French historian and teacher

Raphaëlle Branche (born July 14, 1972) is a French historian, professor of modern history at Paris Nanterre University. She is an expert on torture in the Algerian War, and more broadly on colonial violence and colonial wars. She is a professor of contemporary history in the University of Paris and has been since the 2019 academic year.

==Life==
In 2001 Branche published her doctoral thesis, La torture et l'armée pendant la Guerre d'Algérie. In 2014 Branche became professor at the University of Rouen.
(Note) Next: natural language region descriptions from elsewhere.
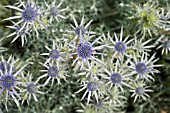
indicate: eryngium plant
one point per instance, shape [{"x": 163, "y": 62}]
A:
[{"x": 77, "y": 61}]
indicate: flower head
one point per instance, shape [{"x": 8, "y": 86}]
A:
[
  {"x": 54, "y": 53},
  {"x": 142, "y": 46},
  {"x": 85, "y": 51},
  {"x": 139, "y": 89},
  {"x": 54, "y": 71},
  {"x": 165, "y": 44},
  {"x": 119, "y": 46},
  {"x": 92, "y": 88},
  {"x": 54, "y": 12},
  {"x": 80, "y": 30},
  {"x": 29, "y": 13}
]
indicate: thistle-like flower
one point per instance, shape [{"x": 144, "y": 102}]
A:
[
  {"x": 148, "y": 16},
  {"x": 54, "y": 12},
  {"x": 31, "y": 88},
  {"x": 141, "y": 46},
  {"x": 85, "y": 51},
  {"x": 165, "y": 44},
  {"x": 92, "y": 88},
  {"x": 2, "y": 48},
  {"x": 116, "y": 97},
  {"x": 9, "y": 79},
  {"x": 119, "y": 45},
  {"x": 144, "y": 67},
  {"x": 54, "y": 53},
  {"x": 29, "y": 16},
  {"x": 53, "y": 71},
  {"x": 19, "y": 33},
  {"x": 139, "y": 89},
  {"x": 80, "y": 30}
]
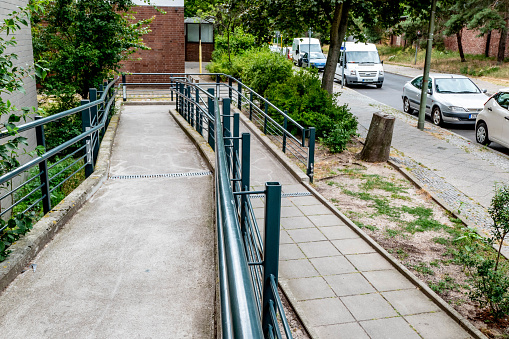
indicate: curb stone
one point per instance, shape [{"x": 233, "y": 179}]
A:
[{"x": 27, "y": 248}]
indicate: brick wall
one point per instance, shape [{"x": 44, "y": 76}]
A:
[
  {"x": 192, "y": 51},
  {"x": 167, "y": 43},
  {"x": 475, "y": 45}
]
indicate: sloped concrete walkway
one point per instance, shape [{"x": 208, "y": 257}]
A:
[{"x": 137, "y": 261}]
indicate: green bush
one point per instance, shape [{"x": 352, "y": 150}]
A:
[
  {"x": 240, "y": 42},
  {"x": 307, "y": 103}
]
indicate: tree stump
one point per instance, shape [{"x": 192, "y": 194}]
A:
[{"x": 378, "y": 141}]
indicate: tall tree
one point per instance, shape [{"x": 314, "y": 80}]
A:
[
  {"x": 84, "y": 41},
  {"x": 332, "y": 17}
]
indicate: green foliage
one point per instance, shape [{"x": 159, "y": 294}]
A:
[
  {"x": 299, "y": 93},
  {"x": 240, "y": 42},
  {"x": 11, "y": 82},
  {"x": 84, "y": 41}
]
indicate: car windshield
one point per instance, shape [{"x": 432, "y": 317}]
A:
[
  {"x": 315, "y": 48},
  {"x": 456, "y": 85},
  {"x": 363, "y": 57},
  {"x": 317, "y": 55}
]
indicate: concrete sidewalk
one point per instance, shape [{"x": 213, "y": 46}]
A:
[
  {"x": 137, "y": 261},
  {"x": 458, "y": 173},
  {"x": 338, "y": 283}
]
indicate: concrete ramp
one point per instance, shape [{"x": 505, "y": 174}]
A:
[{"x": 137, "y": 261}]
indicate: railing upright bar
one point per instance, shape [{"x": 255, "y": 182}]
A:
[
  {"x": 211, "y": 122},
  {"x": 245, "y": 179},
  {"x": 239, "y": 91},
  {"x": 92, "y": 94},
  {"x": 227, "y": 132},
  {"x": 85, "y": 126},
  {"x": 124, "y": 88},
  {"x": 311, "y": 154},
  {"x": 250, "y": 105},
  {"x": 265, "y": 118},
  {"x": 43, "y": 169},
  {"x": 271, "y": 247}
]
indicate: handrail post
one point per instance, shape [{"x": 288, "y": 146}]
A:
[
  {"x": 265, "y": 118},
  {"x": 239, "y": 100},
  {"x": 230, "y": 85},
  {"x": 199, "y": 126},
  {"x": 236, "y": 146},
  {"x": 218, "y": 86},
  {"x": 43, "y": 169},
  {"x": 94, "y": 119},
  {"x": 271, "y": 247},
  {"x": 311, "y": 154},
  {"x": 245, "y": 178},
  {"x": 250, "y": 105},
  {"x": 85, "y": 126},
  {"x": 227, "y": 132},
  {"x": 211, "y": 122},
  {"x": 285, "y": 126},
  {"x": 124, "y": 88}
]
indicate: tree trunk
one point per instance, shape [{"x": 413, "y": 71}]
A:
[
  {"x": 337, "y": 34},
  {"x": 487, "y": 47},
  {"x": 378, "y": 141},
  {"x": 502, "y": 43},
  {"x": 460, "y": 46}
]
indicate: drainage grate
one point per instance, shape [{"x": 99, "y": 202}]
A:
[
  {"x": 284, "y": 195},
  {"x": 166, "y": 175}
]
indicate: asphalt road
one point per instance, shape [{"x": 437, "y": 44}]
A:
[{"x": 390, "y": 94}]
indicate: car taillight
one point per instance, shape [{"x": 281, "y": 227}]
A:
[{"x": 488, "y": 99}]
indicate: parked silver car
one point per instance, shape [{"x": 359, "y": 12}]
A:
[
  {"x": 493, "y": 122},
  {"x": 451, "y": 98}
]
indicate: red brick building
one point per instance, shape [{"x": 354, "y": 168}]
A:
[{"x": 167, "y": 41}]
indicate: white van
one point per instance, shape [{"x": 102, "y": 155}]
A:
[
  {"x": 301, "y": 46},
  {"x": 362, "y": 64}
]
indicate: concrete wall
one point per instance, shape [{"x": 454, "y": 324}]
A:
[{"x": 25, "y": 58}]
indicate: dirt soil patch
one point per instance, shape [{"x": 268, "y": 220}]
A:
[{"x": 406, "y": 222}]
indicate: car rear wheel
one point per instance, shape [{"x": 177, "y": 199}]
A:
[
  {"x": 406, "y": 106},
  {"x": 436, "y": 116},
  {"x": 481, "y": 134}
]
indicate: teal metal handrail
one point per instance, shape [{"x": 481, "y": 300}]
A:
[
  {"x": 248, "y": 265},
  {"x": 302, "y": 149},
  {"x": 95, "y": 119}
]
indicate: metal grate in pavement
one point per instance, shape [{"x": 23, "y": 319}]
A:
[{"x": 164, "y": 175}]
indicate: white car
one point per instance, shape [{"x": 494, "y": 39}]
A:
[
  {"x": 451, "y": 98},
  {"x": 492, "y": 123}
]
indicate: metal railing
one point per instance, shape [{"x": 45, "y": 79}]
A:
[
  {"x": 292, "y": 138},
  {"x": 251, "y": 306},
  {"x": 95, "y": 114}
]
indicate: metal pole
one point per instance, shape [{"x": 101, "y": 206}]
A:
[
  {"x": 239, "y": 100},
  {"x": 85, "y": 126},
  {"x": 425, "y": 80},
  {"x": 245, "y": 179},
  {"x": 285, "y": 125},
  {"x": 311, "y": 154},
  {"x": 265, "y": 120},
  {"x": 227, "y": 132},
  {"x": 343, "y": 64},
  {"x": 271, "y": 247},
  {"x": 211, "y": 122},
  {"x": 124, "y": 88},
  {"x": 43, "y": 169},
  {"x": 94, "y": 119}
]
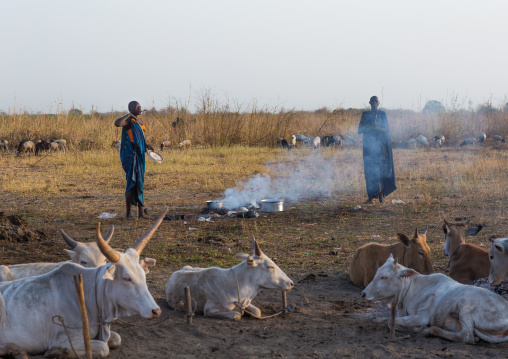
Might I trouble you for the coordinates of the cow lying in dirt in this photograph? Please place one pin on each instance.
(413, 253)
(467, 261)
(439, 305)
(227, 293)
(498, 256)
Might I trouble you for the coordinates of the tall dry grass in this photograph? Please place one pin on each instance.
(216, 124)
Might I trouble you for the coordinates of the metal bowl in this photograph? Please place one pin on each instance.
(214, 204)
(272, 205)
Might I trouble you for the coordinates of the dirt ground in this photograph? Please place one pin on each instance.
(311, 241)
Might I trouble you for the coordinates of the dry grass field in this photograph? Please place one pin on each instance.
(312, 240)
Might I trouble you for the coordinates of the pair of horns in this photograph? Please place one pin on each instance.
(112, 255)
(73, 244)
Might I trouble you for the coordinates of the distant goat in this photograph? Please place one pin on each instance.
(25, 147)
(468, 141)
(165, 144)
(184, 144)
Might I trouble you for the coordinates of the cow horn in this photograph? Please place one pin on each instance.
(104, 247)
(71, 242)
(257, 250)
(143, 240)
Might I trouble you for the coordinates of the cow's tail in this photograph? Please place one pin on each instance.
(490, 338)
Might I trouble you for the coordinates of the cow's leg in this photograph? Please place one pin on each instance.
(219, 312)
(13, 350)
(114, 341)
(254, 311)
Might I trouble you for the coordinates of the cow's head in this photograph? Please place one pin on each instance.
(388, 281)
(128, 289)
(263, 272)
(86, 254)
(417, 254)
(456, 233)
(498, 255)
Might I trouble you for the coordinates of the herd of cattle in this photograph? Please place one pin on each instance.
(116, 286)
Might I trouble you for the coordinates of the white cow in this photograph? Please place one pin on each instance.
(498, 254)
(117, 289)
(86, 254)
(226, 293)
(439, 305)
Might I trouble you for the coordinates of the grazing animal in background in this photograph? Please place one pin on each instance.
(165, 144)
(439, 140)
(87, 255)
(184, 144)
(316, 142)
(42, 145)
(227, 293)
(4, 145)
(467, 261)
(498, 138)
(468, 141)
(25, 147)
(439, 305)
(422, 140)
(117, 289)
(179, 122)
(293, 140)
(414, 253)
(498, 256)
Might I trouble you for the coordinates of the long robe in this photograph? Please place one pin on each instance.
(132, 155)
(377, 154)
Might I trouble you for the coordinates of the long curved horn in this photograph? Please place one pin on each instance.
(71, 242)
(143, 240)
(104, 247)
(257, 250)
(110, 234)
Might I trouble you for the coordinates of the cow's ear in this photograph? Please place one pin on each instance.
(146, 263)
(473, 231)
(110, 273)
(407, 273)
(71, 254)
(499, 247)
(404, 239)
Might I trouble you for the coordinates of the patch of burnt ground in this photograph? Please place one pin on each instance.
(14, 228)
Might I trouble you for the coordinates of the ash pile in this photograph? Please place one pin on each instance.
(13, 228)
(501, 289)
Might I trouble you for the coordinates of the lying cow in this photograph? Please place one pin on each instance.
(226, 293)
(439, 305)
(117, 289)
(498, 255)
(413, 253)
(467, 261)
(25, 147)
(86, 254)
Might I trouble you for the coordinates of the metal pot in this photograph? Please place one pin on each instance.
(214, 204)
(272, 205)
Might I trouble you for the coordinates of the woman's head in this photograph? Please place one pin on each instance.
(135, 108)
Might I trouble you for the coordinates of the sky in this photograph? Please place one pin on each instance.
(272, 54)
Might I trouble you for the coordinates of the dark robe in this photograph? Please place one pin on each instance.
(132, 154)
(377, 154)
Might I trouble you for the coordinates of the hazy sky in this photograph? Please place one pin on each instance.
(278, 53)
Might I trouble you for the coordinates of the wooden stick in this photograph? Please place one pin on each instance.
(78, 281)
(188, 305)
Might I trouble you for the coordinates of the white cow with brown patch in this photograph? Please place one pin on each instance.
(440, 306)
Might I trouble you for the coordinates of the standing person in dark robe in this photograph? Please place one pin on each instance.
(132, 155)
(377, 152)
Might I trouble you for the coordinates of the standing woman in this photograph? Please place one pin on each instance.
(377, 152)
(132, 155)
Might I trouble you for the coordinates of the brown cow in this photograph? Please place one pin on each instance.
(467, 261)
(412, 253)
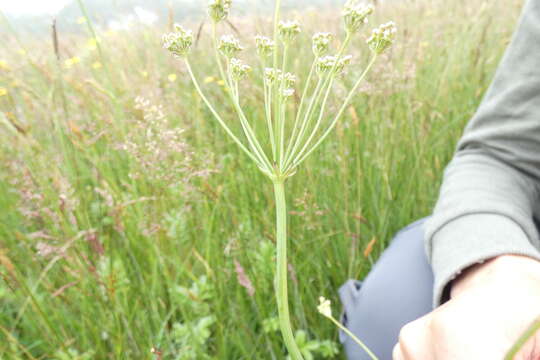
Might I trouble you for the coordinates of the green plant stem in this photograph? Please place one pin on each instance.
(314, 101)
(233, 95)
(218, 118)
(523, 339)
(346, 103)
(355, 339)
(281, 108)
(300, 107)
(268, 112)
(281, 271)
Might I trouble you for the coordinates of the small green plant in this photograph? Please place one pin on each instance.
(293, 132)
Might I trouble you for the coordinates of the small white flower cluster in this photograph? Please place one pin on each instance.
(229, 46)
(288, 80)
(218, 10)
(288, 30)
(325, 307)
(355, 15)
(238, 69)
(178, 42)
(329, 62)
(321, 43)
(382, 37)
(265, 45)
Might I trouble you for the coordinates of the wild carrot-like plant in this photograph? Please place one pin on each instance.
(294, 132)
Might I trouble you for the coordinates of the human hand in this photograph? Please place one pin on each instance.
(491, 305)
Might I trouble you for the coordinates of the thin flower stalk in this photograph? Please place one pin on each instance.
(290, 143)
(325, 309)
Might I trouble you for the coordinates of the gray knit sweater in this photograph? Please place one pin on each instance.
(490, 190)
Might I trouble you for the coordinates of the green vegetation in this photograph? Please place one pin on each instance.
(133, 228)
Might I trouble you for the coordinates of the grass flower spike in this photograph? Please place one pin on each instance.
(179, 42)
(265, 46)
(292, 133)
(229, 46)
(325, 308)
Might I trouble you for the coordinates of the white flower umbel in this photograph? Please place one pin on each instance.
(218, 10)
(293, 133)
(356, 15)
(382, 37)
(178, 42)
(229, 45)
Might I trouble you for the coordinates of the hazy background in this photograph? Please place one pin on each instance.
(36, 15)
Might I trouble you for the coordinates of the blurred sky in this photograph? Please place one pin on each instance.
(20, 7)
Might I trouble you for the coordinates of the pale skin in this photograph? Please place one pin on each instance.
(491, 305)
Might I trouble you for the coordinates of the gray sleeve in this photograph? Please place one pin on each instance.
(490, 189)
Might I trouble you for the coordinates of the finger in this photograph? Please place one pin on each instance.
(396, 353)
(414, 340)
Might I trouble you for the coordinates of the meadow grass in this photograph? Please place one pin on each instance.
(130, 222)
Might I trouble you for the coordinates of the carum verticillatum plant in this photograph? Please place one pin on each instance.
(293, 131)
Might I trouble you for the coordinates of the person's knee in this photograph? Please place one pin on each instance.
(396, 291)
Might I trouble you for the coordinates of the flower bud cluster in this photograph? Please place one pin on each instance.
(265, 46)
(327, 63)
(178, 42)
(355, 15)
(279, 79)
(218, 10)
(229, 46)
(382, 37)
(321, 43)
(288, 30)
(238, 69)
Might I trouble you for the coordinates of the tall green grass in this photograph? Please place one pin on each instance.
(114, 242)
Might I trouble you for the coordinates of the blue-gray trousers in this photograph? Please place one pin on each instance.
(398, 290)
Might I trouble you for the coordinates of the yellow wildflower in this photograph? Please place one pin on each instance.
(4, 65)
(92, 43)
(72, 61)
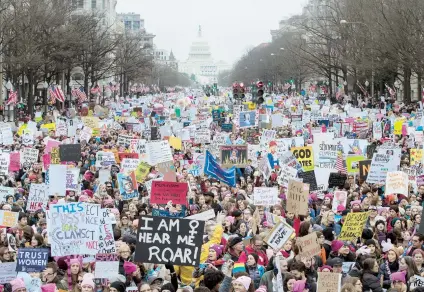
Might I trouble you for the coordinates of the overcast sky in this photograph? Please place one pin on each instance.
(230, 26)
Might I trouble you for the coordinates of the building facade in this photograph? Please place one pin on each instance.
(200, 62)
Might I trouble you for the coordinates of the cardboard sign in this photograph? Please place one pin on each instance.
(279, 235)
(297, 200)
(397, 183)
(305, 156)
(70, 152)
(329, 282)
(38, 197)
(32, 259)
(364, 169)
(308, 245)
(265, 196)
(353, 226)
(164, 191)
(161, 240)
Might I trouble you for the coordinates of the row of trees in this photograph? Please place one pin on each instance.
(343, 40)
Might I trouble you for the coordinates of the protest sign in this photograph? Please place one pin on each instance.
(129, 164)
(304, 156)
(265, 196)
(107, 266)
(7, 272)
(57, 180)
(38, 197)
(70, 152)
(308, 245)
(164, 191)
(4, 192)
(353, 226)
(32, 260)
(329, 282)
(8, 219)
(297, 200)
(279, 235)
(158, 151)
(234, 155)
(396, 183)
(72, 175)
(162, 240)
(128, 187)
(73, 228)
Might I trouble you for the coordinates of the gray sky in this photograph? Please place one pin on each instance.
(230, 26)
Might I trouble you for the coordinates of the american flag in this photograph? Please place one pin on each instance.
(340, 163)
(392, 92)
(13, 98)
(79, 93)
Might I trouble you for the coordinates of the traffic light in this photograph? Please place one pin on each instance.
(242, 91)
(235, 91)
(260, 92)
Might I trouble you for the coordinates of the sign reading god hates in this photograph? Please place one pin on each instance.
(161, 240)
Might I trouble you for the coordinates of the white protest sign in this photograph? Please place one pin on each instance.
(38, 197)
(263, 196)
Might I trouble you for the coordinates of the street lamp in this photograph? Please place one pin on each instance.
(45, 86)
(8, 89)
(345, 22)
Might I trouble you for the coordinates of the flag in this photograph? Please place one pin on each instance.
(13, 98)
(59, 94)
(340, 163)
(213, 169)
(392, 92)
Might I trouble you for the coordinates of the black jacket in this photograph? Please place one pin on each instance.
(370, 282)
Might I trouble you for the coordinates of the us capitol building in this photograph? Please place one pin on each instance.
(200, 62)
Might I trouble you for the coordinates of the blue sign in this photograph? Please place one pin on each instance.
(32, 259)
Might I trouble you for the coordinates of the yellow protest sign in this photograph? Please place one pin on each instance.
(142, 171)
(305, 156)
(353, 226)
(91, 122)
(175, 142)
(416, 156)
(49, 127)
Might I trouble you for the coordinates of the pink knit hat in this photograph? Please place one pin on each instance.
(17, 283)
(129, 268)
(245, 281)
(48, 288)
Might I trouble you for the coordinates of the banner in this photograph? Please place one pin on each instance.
(304, 156)
(396, 183)
(38, 197)
(265, 196)
(297, 199)
(214, 170)
(353, 226)
(31, 260)
(70, 152)
(164, 191)
(162, 240)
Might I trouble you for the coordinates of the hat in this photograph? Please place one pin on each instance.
(398, 276)
(336, 245)
(217, 248)
(48, 287)
(118, 286)
(262, 289)
(245, 281)
(235, 240)
(17, 283)
(299, 286)
(129, 268)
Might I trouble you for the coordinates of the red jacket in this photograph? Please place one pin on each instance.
(263, 259)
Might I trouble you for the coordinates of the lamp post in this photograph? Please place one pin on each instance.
(345, 22)
(8, 89)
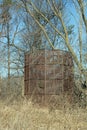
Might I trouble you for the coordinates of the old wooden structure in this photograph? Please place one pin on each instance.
(48, 73)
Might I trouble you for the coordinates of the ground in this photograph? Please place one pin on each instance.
(23, 115)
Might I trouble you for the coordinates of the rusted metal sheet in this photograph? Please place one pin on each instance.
(48, 73)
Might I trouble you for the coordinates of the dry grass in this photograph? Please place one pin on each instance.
(22, 115)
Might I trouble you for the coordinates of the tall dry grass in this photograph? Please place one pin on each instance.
(23, 115)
In 2019 she became professor at Paris Nanterre University.

==Works==
- La torture et l'armée pendant la Guerre d'Algérie: 1954-1962. Paris: Gallimard, 2001.
- La Guerre d'Algérie : une histoire apaisée?. Paris: Editions du Seuil, 2005.
- (ed. with Sylvie Thénault) La France en guerre, 1954-1962: expériences métropolitaines de la guerre d'indépendance algérienne. Paris: Autremont, 2008.
- (ed. with Fabrice Virgili) Rape in wartime. New York: Palgrave Macmillan, 2013.
- (ed. with Xavier Bougarel and Cloé Drieu) Combatants of Muslim origin in European armies in the twentieth century: far from jihad. London: Bloomsbury Academic, 2017.
- Papa, qu’as-tu fait en Algérie?. La Découverte. 2020.